According to an old legend,
every time we lose someone or something we cherish, a new teardrop is placed in
our heart. A teardrop can be placed
there for a person, an animal, a place, a thing or whatever we cherish. When our heart fills up, God has compassion
on us and we leave earth for Heaven to be rejoined with whatever we have
cherished.
Although I am an only child, I
was blessed with a lot of aunts, uncles and cousins. I have a large, loving family that means so
much to me. We only have one aunt living
now, but I have a lot of wonderful cousins that are very special to me and we
have yet to lose one of them.
Unfortunately, we are all
getting older. It is only a matter of
time before we lose one. I am afraid it
will be soon. My cousin, Billy, is very sick and under hospice care. Although he could outlive all of us, it is
very unlikely. Another of my cousins sent a recent picture of him to the rest
of us. My heart broke seeing how sickly
and pitiful he looks. It is hard to
watch as someone we love suffers.
As the old legend says, it is
not only people who put a tear in our hearts.
Most of us have many tears from our beloved pets we have lost over the
years. Many have tears from homes, land,
trees and such they have had to leave. Those
of us with chronic diseases have a tear in our hearts for a lot of
reasons. For one, we miss our lives as
they once were.
All of us age and expect to go
through changes as we adjust to more aches and pains and difficulty doing the
things we once did. With MS, these
changes come on rapidly and forcefully.
We do not have a chance to adjust to one before it throws something else
on us. We have tears for walking,
thinking, talking, writing, etc. It
causes many tears to fall into our hearts to join the ones that are already
there.
Although I am already grieving
my beautiful cousin, I know that he is saved and will be in Heaven with the
part of our family that is already there.

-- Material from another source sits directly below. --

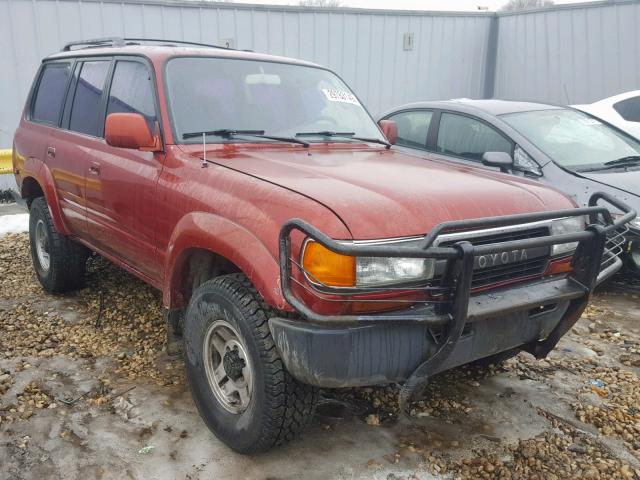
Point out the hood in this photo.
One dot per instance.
(381, 193)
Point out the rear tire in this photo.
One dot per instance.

In many ways, I envy him that reunion and hope that we will all be there
one day soon. No, I do not want to die or hurry along that process. I am not in a depression. I just know that being in Heaven beats being
on earth in so many ways and there is joy in dying as well as the joys of
living.
At least in Heaven there is no more
MS, leaving friends, having friends, pets and other things leave us, and
.........the best part ... no more tears!!!
2 comments:
This is such a poignant and thought-provoking post. I have no more aunts or uncles; my mother is the last of that generation. Two of my oldest cousins have already died, and my brother died when he was young. So part of my own generation is gone, too. I believe the same as you -- the better place will be heaven (hope I'm good enough to get in!) I'm not afraid of dying, but I prefer to live a little longer here before I start the next life. Thanks for a nice post.
Peace,
Muff
I am sure, since it doesn't look like we will meet on earth, we will meet in Heaven!!! Thank you for the sweet comment. I guess my heart is just heavy at the thought of losing more of my family, especially since we are the "young-uns" of the group! Take care!